Deepwater stingray


The deepwater stingray or giant stingaree (Plesiobatis daviesi) is a species of stingray and the sole member of the family Plesiobatidae. It is widely distributed in the Indo-Pacific, typically over fine sediments on the upper continental slope at depths of 275–680 m (900–2,230 ft). This species reaches 2.7 m (8.9 ft) in length and 1.5 m (4.9 ft) in width. It has an oval pectoral fin disc with a long, flexible, broad-angled snout. Most of the entire latter half of its tail supports a distinctively long, slender, leaf-shaped caudal fin. Its coloration is dark above and white below, and its skin is almost completely covered by tiny dermal denticles.
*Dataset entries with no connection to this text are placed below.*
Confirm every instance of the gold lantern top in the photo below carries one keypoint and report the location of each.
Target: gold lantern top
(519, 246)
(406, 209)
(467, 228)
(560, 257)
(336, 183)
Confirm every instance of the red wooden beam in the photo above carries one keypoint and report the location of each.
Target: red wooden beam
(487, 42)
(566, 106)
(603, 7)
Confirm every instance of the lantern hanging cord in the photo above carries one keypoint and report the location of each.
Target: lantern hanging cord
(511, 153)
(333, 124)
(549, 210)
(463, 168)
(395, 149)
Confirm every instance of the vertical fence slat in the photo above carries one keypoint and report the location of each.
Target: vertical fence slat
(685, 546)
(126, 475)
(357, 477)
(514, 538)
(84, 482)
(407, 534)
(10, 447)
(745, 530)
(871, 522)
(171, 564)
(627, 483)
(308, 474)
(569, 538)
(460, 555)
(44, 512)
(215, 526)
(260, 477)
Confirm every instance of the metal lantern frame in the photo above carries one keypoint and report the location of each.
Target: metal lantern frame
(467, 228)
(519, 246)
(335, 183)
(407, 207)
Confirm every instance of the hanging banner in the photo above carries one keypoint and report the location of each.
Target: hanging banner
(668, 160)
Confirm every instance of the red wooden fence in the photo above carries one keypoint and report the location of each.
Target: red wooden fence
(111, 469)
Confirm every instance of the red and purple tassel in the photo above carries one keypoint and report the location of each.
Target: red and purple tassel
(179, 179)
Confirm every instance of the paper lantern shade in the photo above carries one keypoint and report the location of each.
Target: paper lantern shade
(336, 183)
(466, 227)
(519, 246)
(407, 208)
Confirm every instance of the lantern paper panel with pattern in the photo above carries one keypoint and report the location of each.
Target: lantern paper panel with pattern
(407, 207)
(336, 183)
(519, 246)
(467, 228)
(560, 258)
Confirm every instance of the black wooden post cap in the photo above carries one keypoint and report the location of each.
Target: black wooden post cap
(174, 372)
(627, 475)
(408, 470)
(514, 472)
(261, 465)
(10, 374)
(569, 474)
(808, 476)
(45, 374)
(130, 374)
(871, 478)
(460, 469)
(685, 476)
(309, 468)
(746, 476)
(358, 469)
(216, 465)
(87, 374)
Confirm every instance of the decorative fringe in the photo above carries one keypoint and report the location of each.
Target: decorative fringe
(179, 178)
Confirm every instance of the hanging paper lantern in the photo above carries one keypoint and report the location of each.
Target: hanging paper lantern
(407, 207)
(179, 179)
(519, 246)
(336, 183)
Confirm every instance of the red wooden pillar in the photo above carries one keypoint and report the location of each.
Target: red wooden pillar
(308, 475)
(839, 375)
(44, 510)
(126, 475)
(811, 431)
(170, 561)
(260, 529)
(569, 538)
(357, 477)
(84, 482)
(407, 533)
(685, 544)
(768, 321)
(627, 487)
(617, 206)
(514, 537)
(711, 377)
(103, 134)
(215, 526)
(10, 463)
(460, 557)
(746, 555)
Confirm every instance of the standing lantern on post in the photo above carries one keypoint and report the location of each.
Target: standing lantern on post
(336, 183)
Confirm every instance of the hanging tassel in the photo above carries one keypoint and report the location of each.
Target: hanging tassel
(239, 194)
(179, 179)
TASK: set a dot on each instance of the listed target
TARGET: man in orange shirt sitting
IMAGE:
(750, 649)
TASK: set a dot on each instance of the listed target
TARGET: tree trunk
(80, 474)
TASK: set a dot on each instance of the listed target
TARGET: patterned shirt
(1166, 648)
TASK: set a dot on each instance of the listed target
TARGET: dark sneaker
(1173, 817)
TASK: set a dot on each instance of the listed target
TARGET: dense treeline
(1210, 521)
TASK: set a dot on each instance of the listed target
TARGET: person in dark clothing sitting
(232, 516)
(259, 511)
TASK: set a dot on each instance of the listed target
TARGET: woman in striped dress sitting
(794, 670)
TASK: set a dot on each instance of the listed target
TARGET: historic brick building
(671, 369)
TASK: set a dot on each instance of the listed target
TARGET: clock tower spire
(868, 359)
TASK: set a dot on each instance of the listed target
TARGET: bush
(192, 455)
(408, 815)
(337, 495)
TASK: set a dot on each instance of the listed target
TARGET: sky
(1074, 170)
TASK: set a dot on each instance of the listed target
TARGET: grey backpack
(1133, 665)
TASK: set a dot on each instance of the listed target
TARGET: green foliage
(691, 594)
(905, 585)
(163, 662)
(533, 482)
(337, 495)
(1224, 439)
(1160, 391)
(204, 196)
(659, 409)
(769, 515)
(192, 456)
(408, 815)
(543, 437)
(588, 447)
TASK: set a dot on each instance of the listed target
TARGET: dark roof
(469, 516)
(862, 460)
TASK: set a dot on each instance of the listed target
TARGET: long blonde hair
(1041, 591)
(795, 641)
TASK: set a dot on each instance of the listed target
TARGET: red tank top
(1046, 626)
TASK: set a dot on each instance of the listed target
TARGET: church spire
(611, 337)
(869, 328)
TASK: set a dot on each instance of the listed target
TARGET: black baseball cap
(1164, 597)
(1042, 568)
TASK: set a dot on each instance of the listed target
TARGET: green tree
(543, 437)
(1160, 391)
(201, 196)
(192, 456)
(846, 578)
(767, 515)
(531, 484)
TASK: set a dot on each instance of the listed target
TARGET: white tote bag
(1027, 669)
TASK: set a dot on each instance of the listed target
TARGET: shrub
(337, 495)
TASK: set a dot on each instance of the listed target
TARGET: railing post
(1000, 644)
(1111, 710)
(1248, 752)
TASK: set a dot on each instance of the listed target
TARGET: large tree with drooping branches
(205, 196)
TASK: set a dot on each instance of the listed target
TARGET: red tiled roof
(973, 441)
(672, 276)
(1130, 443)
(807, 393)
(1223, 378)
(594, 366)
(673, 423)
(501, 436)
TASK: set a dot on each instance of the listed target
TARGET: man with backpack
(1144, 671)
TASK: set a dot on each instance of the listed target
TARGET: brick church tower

Preying on crustaceans, cephalopods, and bony fishes, the deepwater stingray may hunt both on the sea floor and well above it in open water. It is likely aplacental viviparous, with the mother supplying her gestating young with histotroph ("uterine milk"). Captured rays merit caution due to their long, venomous stingers. This species is taken by deepwater commercial fisheries, but in numbers too small to significantly threaten its population. Therefore, the International Union for Conservation of Nature has assessed it as Least Concern.

The first scientific description of the deepwater stingray was authored by John H. Wallace, as part of a 1967 Investigational Report from the Oceanographic Research Institute, Durban. He named the new species daviesi in honor of David H. Davies, the late director of the ORI, and placed it in the genus Urotrygon based on its long, low caudal fin and lack of a dorsal fin. The type specimens were collected during September 1996 near the Limpopo River mouth in Mozambique: the holotype is a mature male 92 cm (36 in) across, and the paratype is an immature male 33 cm (13 in) across.[3] Other common names for this species include Davies' stingray and giant stingray.[4]

In a 1990 morphological phylogenetic study, Kiyonori Nishida concluded that the deepwater stingray and the sixgill stingray (Hexatrygon bickelli) were the most basal stingrays (suborder Myliobatoidei). Therefore, he moved this species to its own genus, Plesiobatis, and family, Plesiobatidae; the name is derived from the Greek plesio ("primitive") and batis ("ray").[5] Subsequent morphological studies have corroborated the basal position of Plesiobatis, but disagreed on its relationships to nearby taxa. John McEachran, Katherine Dunn, and Tsutomu Miyake in 1996 could not fully resolve the position of Plesiobatis, thus they assigned it provisionally to the family Hexatrygonidae.[6] McEachran and Neil Aschliman in 2004 found Plesiobatis to be the sister taxon of Urolophus, and recommended that it be placed in the family Urolophidae.[7] Until the phylogeny is better-resolved, authors have tended to preserve the family Plesiobatidae.[2][8]

Records of the deepwater stingray come from a number of locations scattered widely in the Indo-Pacific: KwaZulu-Natal in South Africa and Mozambique, the Gulf of Mannar, the northern Andaman Islands, the South China Sea, the Ryukyu Islands and the Kyushu–Palau Ridge, along the southern coastline of Australia, northwestern Australia from the Rowley Shoals to Shark Bay, northeastern Australia from Townsville to Wooli, New Caledonia, and Hawaii.[1][9][10][11] This bottom-dwelling species generally inhabits the upper continental slope at depths of 275–680 m (900–2,230 ft), over muddy or silty substrates.[11] An anomalous record from only 44 m (144 ft) deep off Mozambique was made. It seems to be locally common in tropical Australian waters, but may be rarer elsewhere.[1]